A questão também passou a ser monitorada pela Ordem dos Advogados do Brasil (OAB), que veda esse tipo de prática. O Código de Ética da entidade estabelece que a publicidade profissional do advogado tem caráter meramente informativo e não pode configurar captação de clientela ou mercantilização da profissão. E o Estatuto da Advocacia, Lei nº 8.906, de 1994, afirma que é infração disciplinar angariar ou captar causas.
Para Halley Henares, presidente da Associação Brasileira de Advocacia Tributária (Abat), é ruim para o mercado a atuação de uma associação “caça-níquel”, aberta apenas para captar clientes. “Gera insegurança jurídica para o contribuinte e prejudica a advocacia e os bons escritórios”, diz.

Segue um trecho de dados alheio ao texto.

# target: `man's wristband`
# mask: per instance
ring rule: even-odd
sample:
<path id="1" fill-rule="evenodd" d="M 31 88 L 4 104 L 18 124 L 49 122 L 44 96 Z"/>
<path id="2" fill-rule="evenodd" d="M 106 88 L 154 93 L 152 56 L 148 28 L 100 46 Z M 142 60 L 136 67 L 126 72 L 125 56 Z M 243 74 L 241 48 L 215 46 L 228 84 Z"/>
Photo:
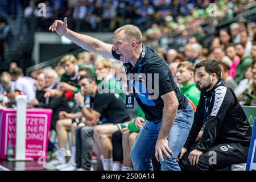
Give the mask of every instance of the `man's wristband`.
<path id="1" fill-rule="evenodd" d="M 79 89 L 77 87 L 76 87 L 76 90 L 75 90 L 75 93 L 77 93 L 79 92 Z"/>
<path id="2" fill-rule="evenodd" d="M 81 109 L 82 109 L 82 107 L 84 107 L 85 106 L 85 105 L 83 104 L 80 104 L 79 105 L 79 108 L 80 108 Z"/>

A OAB, por meio da seccional do Rio de Janeiro, chegou a entrar com uma ação civil pública contra uma dessas entidades, a Associação Nacional de Defesa dos Contribuintes Tributários (Andct), que vinha atuando com a Oliveira & Carvalho Auditoria e Consultoria. No ano passado, foi firmado um termo de ajustamento de conduta, encerrando a ação.
A 15ª Vara Federal do Rio de Janeiro havia concedido liminar para que a associação e o escritório deixassem de praticar qualquer ato de divulgação de oferta de serviços jurídicos consistentes em captação de clientela, sob pena de multa no valor de R$ 20 mil para cada ato que viesse a ser praticado.
Na ação, a OAB afirma que uma advogada pertence aos seus quadros e indica como endereço profissional o da empresa, que patrocina mais de 250 causas nas esferas estadual e federal (processo nº 076473-28.2018.4.02.5101).
Em resposta ao Valor, a advogada que representa a associação e o escritório, Sylvia Drummond, diz que por meio do termo de ajustamento de conduta as partes envolvidas “buscaram o equilíbrio, sem se preocupar com vencedor ou vencido, optaram pela autocomposição”. Em decorrência do acordo, a advogada aguarda a extinção do processo.
Há decisões nos Tribunais Regionais Federais (TRF) da 2ª (RJ e ES) e 3ª Regiões (SP e MS) que não reconhecem a legitimidade dessas associações. Por isso, negam os pedidos feitos em mandados de segurança. Em um dos casos, há decisões contrárias em primeira instância e na 3ª Turma Especializada do TRF da 2ª Região (processo nº 5007942-71.2019.4.02.5001).
Os desembargadores decidiram que, embora seja prescindível autorização e relação nominal dos filiados para a impetração do mandado de segurança coletivo, seria necessária a indicação dos beneficiados. Para a turma, não havia demonstração da atuação da associação na defesa dos interesses de seus membros que justifique o ajuizamento do mandado de segurança coletivo.
Em caso julgado pelo TRF da 3ª Região foi aplicada multa por litigância de má-fé. A 4ª Turma não reconheceu a legitimidade da associação pelo fato de ter ajuizado a ação em São Bernardo do Campo (SP), não ter associados na cidade e sua sede estar no Rio de Janeiro (processo nº 5000691.02.2017.4.03.6114).